Las organizaciones sujetas a un mandato múltiple y aquellas que dependen más de los recursos públicos o el control de los donantes han sido las primeras en abandonar estos lugares, generando desiertos humanitarios habitados por decenas de millones
Se trata de un proceso sin cabos sueltos. Las operaciones conjuntas de la misión militar europea Eunavor en el mar —Tritón (2014), Sofía (2015), Poseidón (2016) e Irini (2020)— han desplazado los objetivos de rescate y protección en beneficio de la lucha contra la inmigración irregular. La Agencia Europea de Fronteras (Frontex, concebida para la gestión ordenada del perímetro exterior de la UE) se ha transformado en un artefacto policial de 754 millones de euros (nueve veces más que hace una década), y está embarcada en el reclutamiento, despliegue y equipamiento ―armas incluidas— de más de 10.000 efectivos. Las agencias europeas de cooperación, como la española FIIAPP, intermedian los proyectos de los ministerios del Interior.

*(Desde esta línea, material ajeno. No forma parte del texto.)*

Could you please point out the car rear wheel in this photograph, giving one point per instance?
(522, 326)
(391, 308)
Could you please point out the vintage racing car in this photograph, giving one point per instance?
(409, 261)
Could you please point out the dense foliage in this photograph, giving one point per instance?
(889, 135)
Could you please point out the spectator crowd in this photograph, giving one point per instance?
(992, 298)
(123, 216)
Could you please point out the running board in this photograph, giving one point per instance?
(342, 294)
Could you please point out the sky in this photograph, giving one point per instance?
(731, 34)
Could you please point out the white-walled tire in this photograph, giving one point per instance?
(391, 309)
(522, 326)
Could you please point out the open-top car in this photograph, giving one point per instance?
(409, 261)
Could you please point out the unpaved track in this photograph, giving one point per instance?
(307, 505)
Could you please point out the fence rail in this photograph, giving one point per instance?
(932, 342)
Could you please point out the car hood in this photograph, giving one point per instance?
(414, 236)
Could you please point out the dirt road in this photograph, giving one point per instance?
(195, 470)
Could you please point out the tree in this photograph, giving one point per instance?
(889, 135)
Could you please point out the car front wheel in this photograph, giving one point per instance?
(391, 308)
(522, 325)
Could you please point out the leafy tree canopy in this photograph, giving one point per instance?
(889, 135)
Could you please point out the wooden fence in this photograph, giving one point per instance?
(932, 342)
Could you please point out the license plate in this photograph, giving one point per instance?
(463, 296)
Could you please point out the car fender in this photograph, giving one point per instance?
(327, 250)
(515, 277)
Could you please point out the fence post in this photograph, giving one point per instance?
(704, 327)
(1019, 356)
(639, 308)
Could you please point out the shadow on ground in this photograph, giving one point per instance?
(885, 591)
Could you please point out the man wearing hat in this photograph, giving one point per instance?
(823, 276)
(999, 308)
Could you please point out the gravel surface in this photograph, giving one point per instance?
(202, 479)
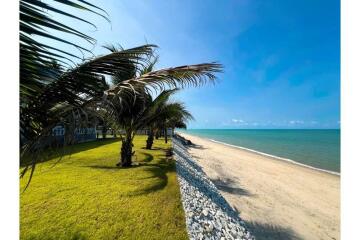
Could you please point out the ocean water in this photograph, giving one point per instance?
(314, 148)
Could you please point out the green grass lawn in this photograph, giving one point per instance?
(85, 196)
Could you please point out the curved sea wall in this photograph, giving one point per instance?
(208, 215)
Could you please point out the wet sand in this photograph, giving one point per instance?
(277, 199)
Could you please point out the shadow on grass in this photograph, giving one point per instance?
(265, 231)
(197, 146)
(158, 172)
(225, 185)
(148, 157)
(52, 153)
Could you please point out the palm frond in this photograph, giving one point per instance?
(177, 77)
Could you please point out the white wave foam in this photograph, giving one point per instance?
(276, 157)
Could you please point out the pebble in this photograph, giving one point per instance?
(208, 215)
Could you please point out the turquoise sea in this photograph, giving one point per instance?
(315, 148)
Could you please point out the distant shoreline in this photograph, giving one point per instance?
(268, 191)
(273, 156)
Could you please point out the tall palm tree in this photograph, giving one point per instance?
(129, 103)
(68, 93)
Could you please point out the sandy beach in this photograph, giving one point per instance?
(277, 199)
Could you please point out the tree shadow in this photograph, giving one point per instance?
(154, 148)
(187, 169)
(225, 185)
(263, 231)
(197, 146)
(158, 171)
(148, 157)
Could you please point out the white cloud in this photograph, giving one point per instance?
(293, 122)
(237, 120)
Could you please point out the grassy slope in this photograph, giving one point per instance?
(86, 197)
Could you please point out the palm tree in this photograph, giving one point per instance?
(165, 115)
(68, 93)
(129, 103)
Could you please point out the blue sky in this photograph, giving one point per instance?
(281, 58)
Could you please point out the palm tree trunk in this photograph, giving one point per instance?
(126, 151)
(104, 131)
(150, 140)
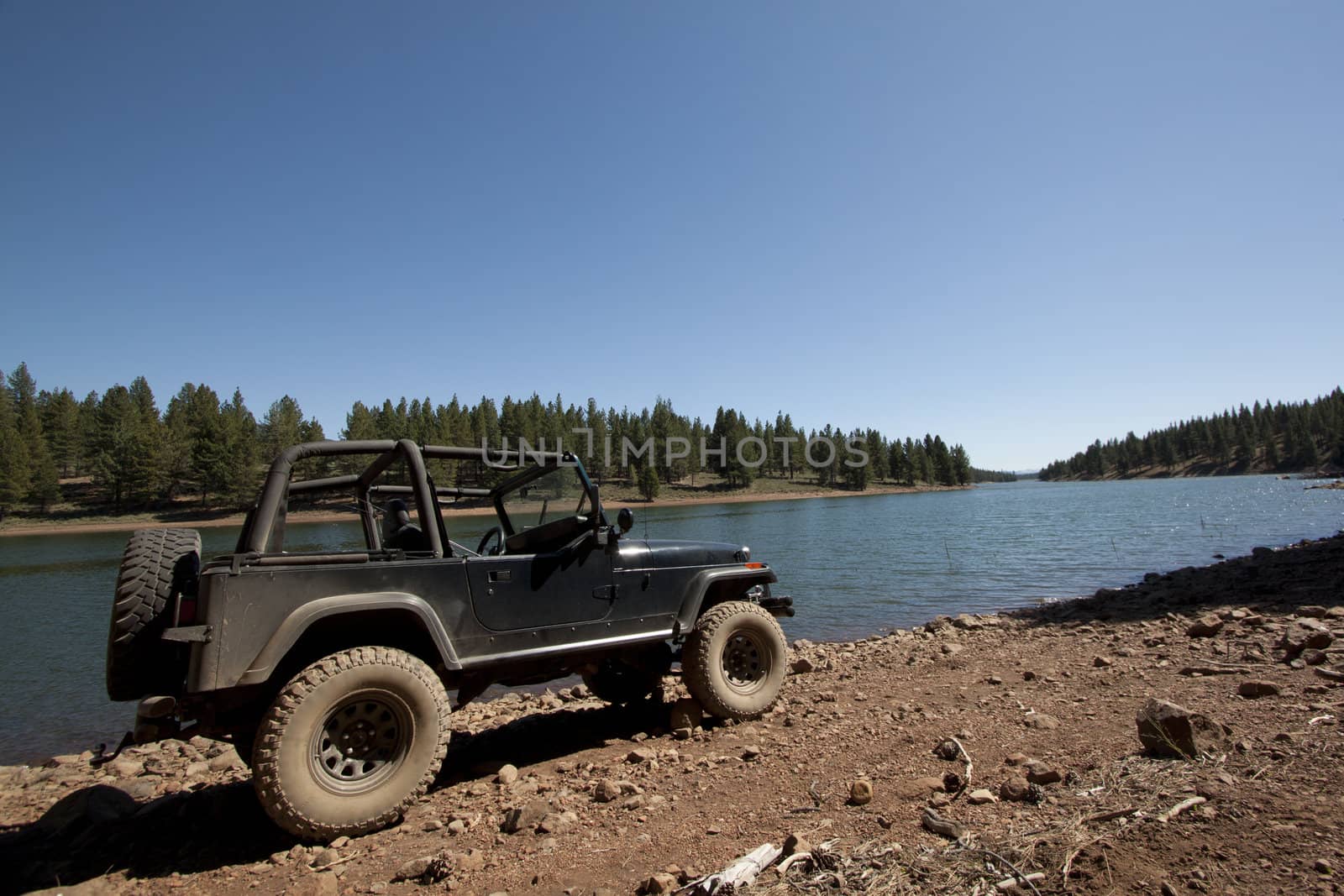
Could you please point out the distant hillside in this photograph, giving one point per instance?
(1263, 438)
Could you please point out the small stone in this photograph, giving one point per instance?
(1205, 627)
(553, 824)
(660, 883)
(524, 817)
(685, 714)
(125, 768)
(324, 857)
(315, 886)
(413, 868)
(947, 750)
(933, 785)
(606, 790)
(1039, 773)
(226, 761)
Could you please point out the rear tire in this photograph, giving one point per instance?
(732, 661)
(349, 743)
(159, 566)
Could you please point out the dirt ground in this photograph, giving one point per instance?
(608, 799)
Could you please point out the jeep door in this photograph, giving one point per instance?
(566, 586)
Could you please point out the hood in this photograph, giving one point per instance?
(691, 553)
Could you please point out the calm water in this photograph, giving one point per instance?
(853, 566)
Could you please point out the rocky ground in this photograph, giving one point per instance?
(944, 759)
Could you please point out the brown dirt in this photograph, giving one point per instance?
(873, 710)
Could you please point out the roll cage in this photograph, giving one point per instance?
(264, 528)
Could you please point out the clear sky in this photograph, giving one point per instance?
(1019, 226)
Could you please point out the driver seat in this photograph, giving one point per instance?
(400, 533)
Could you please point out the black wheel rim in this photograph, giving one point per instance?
(360, 743)
(746, 661)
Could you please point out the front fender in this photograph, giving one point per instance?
(297, 622)
(692, 598)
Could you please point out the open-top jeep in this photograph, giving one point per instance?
(329, 669)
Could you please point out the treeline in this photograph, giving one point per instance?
(1263, 438)
(214, 450)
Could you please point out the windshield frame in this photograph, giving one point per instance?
(535, 472)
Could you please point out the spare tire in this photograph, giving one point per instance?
(159, 566)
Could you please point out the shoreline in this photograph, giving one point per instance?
(121, 524)
(1042, 699)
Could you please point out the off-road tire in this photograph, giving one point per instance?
(622, 683)
(159, 564)
(729, 633)
(309, 801)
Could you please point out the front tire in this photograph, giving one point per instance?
(349, 743)
(732, 661)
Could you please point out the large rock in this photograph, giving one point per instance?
(1169, 730)
(685, 714)
(89, 806)
(526, 817)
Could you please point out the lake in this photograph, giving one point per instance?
(853, 564)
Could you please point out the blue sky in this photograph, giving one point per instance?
(1019, 226)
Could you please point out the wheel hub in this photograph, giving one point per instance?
(362, 741)
(745, 661)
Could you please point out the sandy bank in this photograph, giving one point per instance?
(1043, 701)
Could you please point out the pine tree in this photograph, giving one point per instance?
(239, 461)
(44, 483)
(13, 458)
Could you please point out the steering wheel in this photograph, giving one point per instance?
(497, 532)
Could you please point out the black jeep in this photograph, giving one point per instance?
(329, 671)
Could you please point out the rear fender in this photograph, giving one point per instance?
(376, 606)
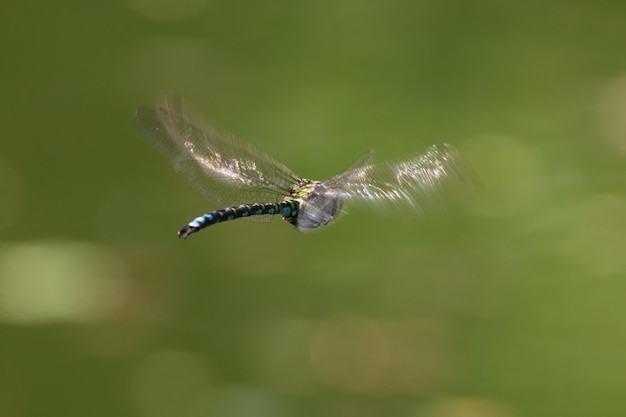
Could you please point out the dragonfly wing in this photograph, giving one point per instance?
(226, 170)
(425, 182)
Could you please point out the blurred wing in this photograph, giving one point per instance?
(225, 170)
(428, 181)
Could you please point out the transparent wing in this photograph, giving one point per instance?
(428, 181)
(225, 170)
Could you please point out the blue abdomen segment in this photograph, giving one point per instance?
(287, 209)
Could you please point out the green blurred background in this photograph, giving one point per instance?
(512, 306)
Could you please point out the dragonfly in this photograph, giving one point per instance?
(245, 182)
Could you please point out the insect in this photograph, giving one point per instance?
(244, 182)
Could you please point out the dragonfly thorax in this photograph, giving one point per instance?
(317, 205)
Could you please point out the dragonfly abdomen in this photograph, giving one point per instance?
(287, 209)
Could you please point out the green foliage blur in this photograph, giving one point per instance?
(512, 305)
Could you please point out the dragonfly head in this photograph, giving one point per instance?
(317, 206)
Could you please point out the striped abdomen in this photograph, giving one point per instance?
(287, 209)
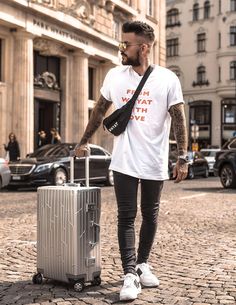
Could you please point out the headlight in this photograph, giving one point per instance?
(43, 167)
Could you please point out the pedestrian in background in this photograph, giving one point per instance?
(12, 148)
(140, 153)
(56, 138)
(42, 138)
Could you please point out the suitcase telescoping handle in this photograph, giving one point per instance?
(72, 168)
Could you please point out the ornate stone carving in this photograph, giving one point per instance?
(81, 9)
(110, 6)
(48, 48)
(46, 80)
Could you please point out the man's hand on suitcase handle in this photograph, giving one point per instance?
(81, 150)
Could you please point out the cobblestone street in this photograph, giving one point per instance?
(194, 254)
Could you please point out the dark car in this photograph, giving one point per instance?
(225, 164)
(50, 164)
(5, 173)
(197, 166)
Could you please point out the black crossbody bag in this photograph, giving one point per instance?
(116, 122)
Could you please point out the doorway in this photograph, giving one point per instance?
(45, 117)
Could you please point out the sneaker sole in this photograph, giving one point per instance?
(126, 298)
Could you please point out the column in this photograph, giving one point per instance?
(78, 116)
(23, 99)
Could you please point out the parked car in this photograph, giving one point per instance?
(5, 173)
(197, 166)
(50, 164)
(225, 164)
(210, 154)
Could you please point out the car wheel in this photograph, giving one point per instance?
(206, 174)
(228, 176)
(190, 173)
(110, 178)
(59, 176)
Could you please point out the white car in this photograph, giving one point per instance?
(5, 173)
(209, 154)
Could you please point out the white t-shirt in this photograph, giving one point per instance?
(142, 149)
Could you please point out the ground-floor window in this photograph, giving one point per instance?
(228, 119)
(200, 124)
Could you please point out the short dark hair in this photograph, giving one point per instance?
(140, 29)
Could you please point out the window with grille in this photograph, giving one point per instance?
(91, 76)
(116, 30)
(233, 35)
(172, 18)
(232, 5)
(150, 8)
(201, 42)
(172, 47)
(201, 74)
(195, 11)
(0, 60)
(207, 8)
(233, 70)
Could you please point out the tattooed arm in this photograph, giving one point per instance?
(180, 130)
(95, 121)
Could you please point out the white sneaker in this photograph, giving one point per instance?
(147, 278)
(131, 287)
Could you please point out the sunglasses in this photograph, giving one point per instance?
(124, 45)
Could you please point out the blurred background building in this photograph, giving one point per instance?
(201, 50)
(54, 55)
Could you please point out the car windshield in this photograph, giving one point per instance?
(208, 153)
(51, 150)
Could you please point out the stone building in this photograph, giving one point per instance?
(201, 49)
(54, 55)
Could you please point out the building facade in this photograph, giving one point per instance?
(201, 50)
(54, 55)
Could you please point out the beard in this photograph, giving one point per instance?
(128, 61)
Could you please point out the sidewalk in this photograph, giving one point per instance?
(194, 253)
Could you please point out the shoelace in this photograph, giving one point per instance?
(147, 267)
(128, 281)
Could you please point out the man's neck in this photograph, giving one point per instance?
(141, 69)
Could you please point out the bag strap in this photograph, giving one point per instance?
(140, 85)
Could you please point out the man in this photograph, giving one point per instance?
(140, 154)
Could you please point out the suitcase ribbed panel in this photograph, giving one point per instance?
(68, 245)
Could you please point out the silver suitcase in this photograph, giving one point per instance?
(68, 233)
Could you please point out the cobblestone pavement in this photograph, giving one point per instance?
(194, 253)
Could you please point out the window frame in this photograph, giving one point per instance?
(233, 5)
(172, 17)
(232, 68)
(195, 12)
(172, 47)
(201, 42)
(201, 74)
(207, 9)
(232, 34)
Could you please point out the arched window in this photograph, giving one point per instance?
(195, 11)
(233, 70)
(172, 17)
(233, 35)
(201, 74)
(207, 8)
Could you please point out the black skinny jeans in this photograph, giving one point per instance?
(126, 189)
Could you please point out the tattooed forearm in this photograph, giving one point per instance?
(96, 118)
(179, 125)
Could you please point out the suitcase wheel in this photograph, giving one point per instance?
(37, 278)
(79, 286)
(97, 281)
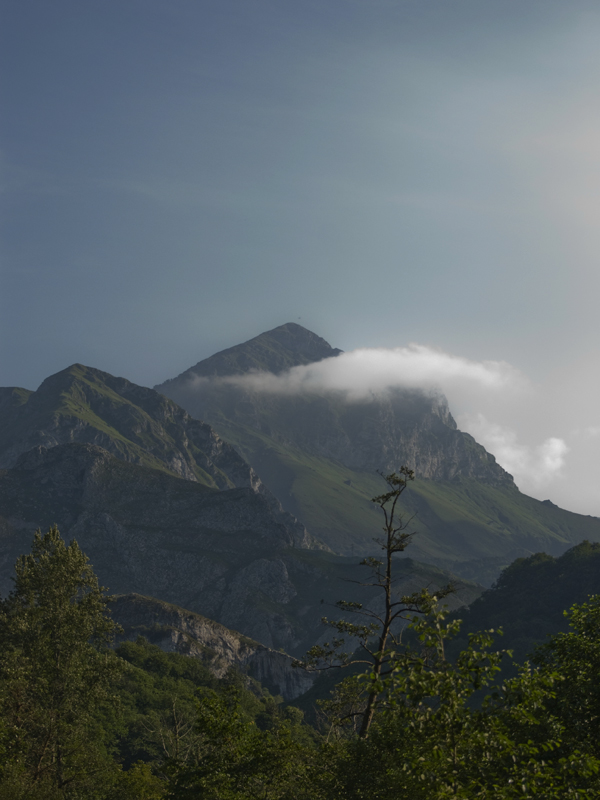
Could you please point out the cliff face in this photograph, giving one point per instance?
(287, 346)
(81, 404)
(223, 554)
(401, 426)
(175, 629)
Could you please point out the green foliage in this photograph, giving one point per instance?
(55, 670)
(433, 742)
(236, 760)
(383, 628)
(529, 598)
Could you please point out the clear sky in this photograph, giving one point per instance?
(180, 175)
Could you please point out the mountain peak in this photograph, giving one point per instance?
(286, 346)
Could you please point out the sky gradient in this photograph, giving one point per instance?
(177, 176)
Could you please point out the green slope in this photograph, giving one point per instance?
(469, 527)
(134, 423)
(530, 596)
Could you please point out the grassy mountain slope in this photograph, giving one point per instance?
(319, 454)
(469, 527)
(227, 555)
(134, 423)
(530, 596)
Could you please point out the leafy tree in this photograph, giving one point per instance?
(55, 670)
(381, 631)
(236, 760)
(434, 740)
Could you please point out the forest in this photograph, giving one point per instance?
(84, 715)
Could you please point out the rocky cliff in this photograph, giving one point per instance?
(408, 427)
(223, 554)
(176, 630)
(136, 424)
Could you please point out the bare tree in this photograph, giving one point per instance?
(379, 635)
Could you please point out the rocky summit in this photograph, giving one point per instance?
(319, 453)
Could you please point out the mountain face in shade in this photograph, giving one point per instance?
(176, 630)
(319, 454)
(82, 404)
(402, 426)
(227, 555)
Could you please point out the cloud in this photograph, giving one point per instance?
(367, 372)
(531, 466)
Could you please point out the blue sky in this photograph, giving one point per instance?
(179, 176)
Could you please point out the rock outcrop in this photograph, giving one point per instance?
(176, 630)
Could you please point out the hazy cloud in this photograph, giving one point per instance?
(531, 466)
(369, 371)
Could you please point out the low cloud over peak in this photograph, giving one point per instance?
(366, 372)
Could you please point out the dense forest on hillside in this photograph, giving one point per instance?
(80, 719)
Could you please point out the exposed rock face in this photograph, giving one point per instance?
(223, 554)
(408, 427)
(151, 533)
(178, 630)
(136, 424)
(286, 346)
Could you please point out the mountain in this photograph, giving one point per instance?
(227, 555)
(529, 598)
(175, 629)
(287, 346)
(82, 404)
(319, 452)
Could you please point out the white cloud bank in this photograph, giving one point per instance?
(531, 466)
(366, 372)
(477, 390)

El efecto acumulado es inquietante. De acuerdo con el análisis de Olivié y Pérez, las menciones al “paradigma securitario” en los discursos oficiales de las principales agencias europeas de cooperación prácticamente se han doblado en las dos últimas décadas. Aunque los autores señalan que se trata de un proceso limitado a una parte de la ayuda y a algunas regiones, las consecuencias prácticas se están haciendo evidentes. Por ejemplo, con medidas como la que impulsan los gobiernos de Reino Unido y Dinamarca: un acuerdo para derivar a los solicitantes de asilo a una autocracia africana —Ruanda— es presentado como un acto compasivo y de firmeza frente a las mafias, y lubricado con millonarias donaciones de cooperación. Existen muchas formas de patear los principios de protección internacional, pero pocas son más originales.
Cortafuegos eficaces
La vinculación entre políticas de cooperación y objetivos de seguridad de los donantes forma parte de un nuevo paradigma del desarrollo que no será superado con facilidad. En los países más ricos se ha establecido un marco narrativo que diluye cualquier obstáculo ético o electoral a la securitización de la ayuda en beneficio del interés propio. Pero lo que resulta razonable cuando se trata de proteger la seguridad sanitaria o climática, chirría en el caso de la seguridad policial, donde el juego es de suma cero.
Ante esta situación, los expertos proponen reafirmar las líneas rojas de los Estados de derecho en materia de protección internacional, incrementar la independencia económica de las organizaciones humanitarias y garantizar excepciones políticas y legales cuando lo que está en juego es tan importante. En conversación para este análisis, el ex secretario general de Médicos Sin Fronteras y directivo de ISGlobal Rafael Vilasanjuan resume: “Es necesario recuperar los principios de neutralidad e independencia de la ayuda, algo que incluso nuestras democracias occidentales intentan utilizar. Confundir la ayuda como una estrategia de alguna de las partes implicadas es lo que hace que se pierda el contacto con la gente que la necesita, que se impida el acceso o incluso que las propias organizaciones acaben pagando con la vida o el secuestro de sus trabajadores”.